June 2019 Church & State Magazine - June 2019

Trump Admin Official Says Faith Drives Public-Policy Decisions

  Rob Boston

Mick Mulvaney, the White House’s chief of staff, told attendees at a prayer breakfast April 23 that faith drives many of the Trump administration’s public policy proposals.

Mulvaney was addressing the National Catholic Prayer Breakfast in Washington, D.C. According to an account in Religion News Service (RNS), he asserted that “the principles of our faith [are] being manifest” under Trump.

“The president has allowed us, Christians of all denominations, folks from all different faiths … to be very vocal about their faith, and to practice their faith, and to take their faith and work it into our policies,” Mulvaney said.

Mulvaney, who is Catholic, also said that Trump personally added more lines about abortion to this year’s State of the Union address. Trump took that action, Mulvaney said, in response to media reports that Virginia Gov. Ralph Northam (D) was supporting a bill that would allow for late-term abortions in certain cases.

Trump, a Presbyterian, is known for his courting of the largely evangelical Protestant Religious Right. But Mulvaney said he is comfortable working for the administration.

“I’m comfortable as a Catholic – even though I work for a gentleman who is not Roman Catholic – that the principles of our faith are alive and well, and well-respected in this administration, and are driving many of our policies,” he said. “That’s something I’m extraordinarily proud to be a part of.”

Mulvaney also told a story about attending an earlier prayer breakfast and reading a passage from the Book of Matthew where Jesus warns people not to pray in public because that’s what hypocrites do. He said a priest later told him that the passage really means that Jesus wanted people to do the opposite of what is popular.

RNS reported that also in attendance at the breakfast were Sam Brownback, former governor of Kan­sas and now U.S. ambassador for international religious freedom, and U.S. Rep. Chris Smith (R-N.J.), a high-profile foe of legal abortion.
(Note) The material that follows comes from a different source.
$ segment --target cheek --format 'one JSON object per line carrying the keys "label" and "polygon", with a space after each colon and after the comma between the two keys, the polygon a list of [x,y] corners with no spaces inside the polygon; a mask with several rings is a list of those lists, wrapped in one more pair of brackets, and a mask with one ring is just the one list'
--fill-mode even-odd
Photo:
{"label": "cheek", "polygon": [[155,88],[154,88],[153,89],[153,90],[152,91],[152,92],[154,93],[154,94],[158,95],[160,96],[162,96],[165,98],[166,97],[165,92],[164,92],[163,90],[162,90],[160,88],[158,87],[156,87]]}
The day after the prayer breakfast, Trump traveled to Atlanta for a summit on opioid abuse. Trump lauded the role faith-based groups play in combating addiction, asserting, “America is a nation that believes in the power of prayer and the strength of fellowship and we believe in the grace of God.  And we’re proud of it.”

In related news:

Trump’s campaign manager believes the president was ordained by God. Brad Parscale issued a tweet April 30 that read, “There has never been and probably never will be a movement like this again. Only God could deliver such a savior to our nation, and only God could allow me to help. God bless America!”